# Exel Dateien mit anderem Programm öffnen?



## Cheris (19. November 2004)

Hallo,

ich wollte wissen, ob man abgespeicherte Exel-Dateien mit einem anderen, am besten kostenlosen Programm, öffnen lassen und dann auch noch bearbeiten.

Wenn ihr so ein Programm kennt, wäre es echt nett,wenn ihr mir sagt woher ich es dann bekommen würde.

Vielen Dank schon im Vorraus


----------



## mobs (19. November 2004)

OpenOffice....

http://www.openoffice.org glaube

Das Programm heisst dann Calculator(?)


----------



## Cheris (19. November 2004)

OK danke werde ich mal probieren


----------



## hela (19. November 2004)

Hallo,
    OpenOffice hat inzwischen auch deutche Web-Seiten: http://de.openoffice.org/ und (was vielleicht noch wichtiger ist) deutsche Anleitungen, ist aber von der Benungsoberfläche MS-Office ziemlich ähnlich, so dass man sich schnell reinfindet.

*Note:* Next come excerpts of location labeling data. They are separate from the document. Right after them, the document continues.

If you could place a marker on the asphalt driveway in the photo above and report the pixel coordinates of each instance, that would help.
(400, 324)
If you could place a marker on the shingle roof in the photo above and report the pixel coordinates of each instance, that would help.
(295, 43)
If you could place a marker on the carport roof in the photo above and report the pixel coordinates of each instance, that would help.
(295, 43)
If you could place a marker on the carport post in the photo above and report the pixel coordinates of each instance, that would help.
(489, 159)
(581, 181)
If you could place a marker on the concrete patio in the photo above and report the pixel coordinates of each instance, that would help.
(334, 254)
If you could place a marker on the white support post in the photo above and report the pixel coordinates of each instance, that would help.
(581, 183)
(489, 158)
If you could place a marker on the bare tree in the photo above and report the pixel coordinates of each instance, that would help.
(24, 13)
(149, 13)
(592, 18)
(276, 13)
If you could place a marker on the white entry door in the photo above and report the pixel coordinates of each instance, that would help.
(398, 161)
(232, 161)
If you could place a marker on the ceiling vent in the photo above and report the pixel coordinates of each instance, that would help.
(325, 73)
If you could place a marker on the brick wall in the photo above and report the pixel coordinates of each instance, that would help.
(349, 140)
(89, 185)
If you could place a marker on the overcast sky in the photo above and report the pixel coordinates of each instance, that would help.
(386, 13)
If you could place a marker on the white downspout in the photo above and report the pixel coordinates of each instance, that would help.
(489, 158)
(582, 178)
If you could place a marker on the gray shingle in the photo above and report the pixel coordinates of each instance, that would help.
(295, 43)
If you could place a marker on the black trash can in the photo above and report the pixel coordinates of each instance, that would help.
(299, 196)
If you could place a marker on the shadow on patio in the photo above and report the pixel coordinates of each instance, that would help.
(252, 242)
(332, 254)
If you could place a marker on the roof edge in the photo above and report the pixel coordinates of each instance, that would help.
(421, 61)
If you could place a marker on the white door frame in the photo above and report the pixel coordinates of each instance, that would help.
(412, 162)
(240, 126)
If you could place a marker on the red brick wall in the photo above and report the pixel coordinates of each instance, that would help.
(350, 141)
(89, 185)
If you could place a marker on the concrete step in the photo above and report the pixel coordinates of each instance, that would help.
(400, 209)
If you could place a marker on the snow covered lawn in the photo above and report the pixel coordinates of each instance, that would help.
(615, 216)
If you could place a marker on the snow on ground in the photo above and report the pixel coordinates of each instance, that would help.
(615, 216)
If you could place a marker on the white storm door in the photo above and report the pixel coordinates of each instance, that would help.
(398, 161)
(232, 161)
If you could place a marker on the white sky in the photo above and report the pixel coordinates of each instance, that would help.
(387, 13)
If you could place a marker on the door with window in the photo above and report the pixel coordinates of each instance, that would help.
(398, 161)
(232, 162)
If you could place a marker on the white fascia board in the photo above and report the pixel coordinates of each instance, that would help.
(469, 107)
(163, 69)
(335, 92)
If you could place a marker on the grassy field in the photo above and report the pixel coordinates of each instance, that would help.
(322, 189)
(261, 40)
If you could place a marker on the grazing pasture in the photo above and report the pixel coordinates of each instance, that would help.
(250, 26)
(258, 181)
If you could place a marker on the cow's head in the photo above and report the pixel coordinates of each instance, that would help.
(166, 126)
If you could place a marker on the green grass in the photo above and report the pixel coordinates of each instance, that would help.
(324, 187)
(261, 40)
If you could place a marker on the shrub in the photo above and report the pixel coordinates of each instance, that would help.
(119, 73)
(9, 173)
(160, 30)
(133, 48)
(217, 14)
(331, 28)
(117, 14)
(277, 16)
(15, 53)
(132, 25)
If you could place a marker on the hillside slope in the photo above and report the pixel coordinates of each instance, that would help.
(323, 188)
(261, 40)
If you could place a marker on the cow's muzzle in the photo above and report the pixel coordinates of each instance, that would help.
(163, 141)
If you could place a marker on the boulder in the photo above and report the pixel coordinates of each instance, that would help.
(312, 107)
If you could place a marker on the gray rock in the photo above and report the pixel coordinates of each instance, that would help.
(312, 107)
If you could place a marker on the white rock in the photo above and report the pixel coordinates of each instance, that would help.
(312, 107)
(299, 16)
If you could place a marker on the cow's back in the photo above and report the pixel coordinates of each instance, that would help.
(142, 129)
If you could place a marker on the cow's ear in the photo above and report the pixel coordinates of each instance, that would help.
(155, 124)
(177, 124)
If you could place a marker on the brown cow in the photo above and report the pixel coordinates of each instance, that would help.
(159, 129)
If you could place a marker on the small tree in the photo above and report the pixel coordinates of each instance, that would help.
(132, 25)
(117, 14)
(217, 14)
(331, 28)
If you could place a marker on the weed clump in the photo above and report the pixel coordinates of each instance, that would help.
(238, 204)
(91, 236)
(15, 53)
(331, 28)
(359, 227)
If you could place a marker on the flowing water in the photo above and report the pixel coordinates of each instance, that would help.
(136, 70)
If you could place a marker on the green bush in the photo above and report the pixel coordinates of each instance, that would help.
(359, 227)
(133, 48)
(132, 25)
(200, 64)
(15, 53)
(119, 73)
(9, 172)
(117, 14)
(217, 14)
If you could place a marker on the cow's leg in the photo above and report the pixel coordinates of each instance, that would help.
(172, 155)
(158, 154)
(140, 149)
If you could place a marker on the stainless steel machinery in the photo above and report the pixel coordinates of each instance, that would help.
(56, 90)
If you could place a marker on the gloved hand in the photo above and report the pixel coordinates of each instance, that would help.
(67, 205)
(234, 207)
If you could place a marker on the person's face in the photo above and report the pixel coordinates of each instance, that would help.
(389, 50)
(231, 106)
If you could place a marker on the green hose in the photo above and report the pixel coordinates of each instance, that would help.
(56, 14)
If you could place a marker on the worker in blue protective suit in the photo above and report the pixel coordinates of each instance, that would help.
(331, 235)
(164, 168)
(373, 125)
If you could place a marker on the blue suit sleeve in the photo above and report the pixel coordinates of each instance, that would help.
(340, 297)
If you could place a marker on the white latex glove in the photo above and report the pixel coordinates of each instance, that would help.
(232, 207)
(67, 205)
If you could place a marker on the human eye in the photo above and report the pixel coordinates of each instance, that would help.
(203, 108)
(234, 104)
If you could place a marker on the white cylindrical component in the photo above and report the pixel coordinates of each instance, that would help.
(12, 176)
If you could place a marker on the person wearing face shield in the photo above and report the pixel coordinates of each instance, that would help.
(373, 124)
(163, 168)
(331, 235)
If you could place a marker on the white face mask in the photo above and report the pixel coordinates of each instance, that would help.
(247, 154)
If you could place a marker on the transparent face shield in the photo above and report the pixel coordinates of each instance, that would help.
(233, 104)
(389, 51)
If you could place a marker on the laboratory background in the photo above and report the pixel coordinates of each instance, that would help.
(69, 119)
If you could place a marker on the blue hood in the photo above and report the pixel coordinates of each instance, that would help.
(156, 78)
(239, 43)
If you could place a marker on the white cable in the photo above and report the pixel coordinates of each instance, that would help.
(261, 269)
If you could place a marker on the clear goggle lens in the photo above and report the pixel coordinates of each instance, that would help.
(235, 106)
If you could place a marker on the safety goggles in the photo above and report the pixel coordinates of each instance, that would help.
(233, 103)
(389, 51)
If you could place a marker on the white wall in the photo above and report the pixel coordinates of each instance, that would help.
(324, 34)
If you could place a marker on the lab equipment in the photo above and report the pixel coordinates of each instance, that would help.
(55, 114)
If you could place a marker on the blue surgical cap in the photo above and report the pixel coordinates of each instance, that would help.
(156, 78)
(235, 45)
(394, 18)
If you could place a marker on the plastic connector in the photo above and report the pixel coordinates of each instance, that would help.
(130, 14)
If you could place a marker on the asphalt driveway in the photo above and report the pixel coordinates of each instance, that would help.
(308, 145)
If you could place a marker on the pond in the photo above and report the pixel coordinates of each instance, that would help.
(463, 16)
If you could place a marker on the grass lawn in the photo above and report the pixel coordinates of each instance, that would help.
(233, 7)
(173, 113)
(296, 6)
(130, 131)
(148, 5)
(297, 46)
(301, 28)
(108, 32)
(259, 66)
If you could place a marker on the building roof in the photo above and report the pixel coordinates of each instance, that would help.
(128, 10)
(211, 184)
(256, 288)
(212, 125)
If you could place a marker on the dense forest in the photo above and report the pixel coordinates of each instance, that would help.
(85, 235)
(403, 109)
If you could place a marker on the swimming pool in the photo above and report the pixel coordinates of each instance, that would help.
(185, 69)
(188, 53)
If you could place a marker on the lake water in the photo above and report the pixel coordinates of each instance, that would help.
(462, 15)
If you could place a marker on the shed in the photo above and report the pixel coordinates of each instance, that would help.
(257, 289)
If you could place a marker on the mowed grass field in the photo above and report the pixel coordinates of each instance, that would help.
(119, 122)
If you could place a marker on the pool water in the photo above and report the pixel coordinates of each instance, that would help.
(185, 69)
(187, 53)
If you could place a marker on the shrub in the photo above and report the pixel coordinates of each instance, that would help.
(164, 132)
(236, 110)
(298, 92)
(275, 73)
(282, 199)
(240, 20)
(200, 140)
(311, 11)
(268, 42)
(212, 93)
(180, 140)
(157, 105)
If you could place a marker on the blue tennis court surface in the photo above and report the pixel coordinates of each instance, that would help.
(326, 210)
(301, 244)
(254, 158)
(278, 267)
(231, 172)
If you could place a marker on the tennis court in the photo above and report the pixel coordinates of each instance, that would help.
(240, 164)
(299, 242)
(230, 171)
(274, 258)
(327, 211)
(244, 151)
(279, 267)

Kurioserweise ist OpenOffice moderner als MS-Office, weil es auf XML basiert und Microsoft will wohl seine nächste Version auch so machen. Bei Golem gibt es einen Haufen Infos zu diesem Thema.


----------



## Cheris (20. November 2004)

Jo vielen Dank, habs mir runter gelanden und komm gut damit zu recht. Echt cool, das alles kostenlos ist.

Vielen Dank für die Infos und Antworten.


----------